Let us look at the technique most commonly taught;
Open clubface, open stance, weight on the target foot.
Long swing with the club sliding through the sand.
This is great if you understand the basics of how to get a ball out of a bunker, but for beginners, ladies and many high handicappers, this method is just too complicated.
I would like to put forward a method that I have tried and tested and had tremendous success with my clients with.
It is simpler and if you can repeat it, which with practice you will be able to do, you will get the ball out every single time.
The technique starts with a set-up where the club face is square to your intended target.
I believe that this is the single biggest reason why this method works. A sand wedge has its name because it has been designed to get the ball out of sand, so why would you want to change the characteristics of the club designed to do the job?
We are going to use a mid-distance bunker shot as the example here.
Start by drawing a line in the sand about 2 meters long. This is going to be your entry point.

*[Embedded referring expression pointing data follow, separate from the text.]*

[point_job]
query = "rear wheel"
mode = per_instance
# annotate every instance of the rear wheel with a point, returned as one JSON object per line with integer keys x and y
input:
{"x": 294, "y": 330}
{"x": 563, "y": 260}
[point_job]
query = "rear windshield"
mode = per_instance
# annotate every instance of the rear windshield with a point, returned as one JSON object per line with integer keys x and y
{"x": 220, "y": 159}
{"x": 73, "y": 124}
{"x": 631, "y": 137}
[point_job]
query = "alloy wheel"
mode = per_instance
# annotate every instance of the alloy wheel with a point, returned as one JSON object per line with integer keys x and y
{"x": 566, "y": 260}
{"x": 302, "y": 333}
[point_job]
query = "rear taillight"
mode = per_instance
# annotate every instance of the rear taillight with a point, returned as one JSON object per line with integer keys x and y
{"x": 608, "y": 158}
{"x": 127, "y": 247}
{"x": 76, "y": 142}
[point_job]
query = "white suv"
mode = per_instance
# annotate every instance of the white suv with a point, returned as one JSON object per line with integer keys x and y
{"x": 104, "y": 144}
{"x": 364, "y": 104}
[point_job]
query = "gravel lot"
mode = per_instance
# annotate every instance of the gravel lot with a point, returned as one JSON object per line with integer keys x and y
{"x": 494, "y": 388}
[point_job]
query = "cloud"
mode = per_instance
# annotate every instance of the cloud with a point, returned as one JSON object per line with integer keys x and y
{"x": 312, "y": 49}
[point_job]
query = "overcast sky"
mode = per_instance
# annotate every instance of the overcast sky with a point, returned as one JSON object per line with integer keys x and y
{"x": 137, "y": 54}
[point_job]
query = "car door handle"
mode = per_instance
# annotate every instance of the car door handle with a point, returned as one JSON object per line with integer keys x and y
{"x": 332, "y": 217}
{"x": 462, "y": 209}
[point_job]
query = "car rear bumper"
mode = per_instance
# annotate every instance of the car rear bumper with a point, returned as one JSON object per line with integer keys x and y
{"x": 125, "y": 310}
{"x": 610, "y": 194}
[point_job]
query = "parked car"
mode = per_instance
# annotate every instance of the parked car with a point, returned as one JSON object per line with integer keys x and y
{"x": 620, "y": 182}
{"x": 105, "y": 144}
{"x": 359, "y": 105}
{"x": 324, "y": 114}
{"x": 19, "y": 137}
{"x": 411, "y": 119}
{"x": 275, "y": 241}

Now this line is the key, when a ball is in play the line is one ball behind the ball you are trying to splash out of the bunker. (I use a ball instead of 2 inches or 5 centimeters because we know the size of a golf ball).
So open your stance about 10º to your intended target line. Widen your stance and flex your knees a little more than normal, this is to get you lower to the ground. The line should be in line with your sternum.
Now beginning at the line I want you to splash the sand out of the bunker using your normal swing (along the line of your feet as always).
The thing you are practicing is not getting the ball out, it is learning to hit the same entry point with each swing, building consistency.
Once you can hit the line 80% of the time you can draw a new line and place a ball, a ball further forward than the line.
Focus on the line and repeat what you have been practicing with the line.
You will quickly see ball after ball flying over the lip of the bunker and on to the green.
To play a longer shot, stand square to the target line and follow the same procedure For shorter shots, open your stance more.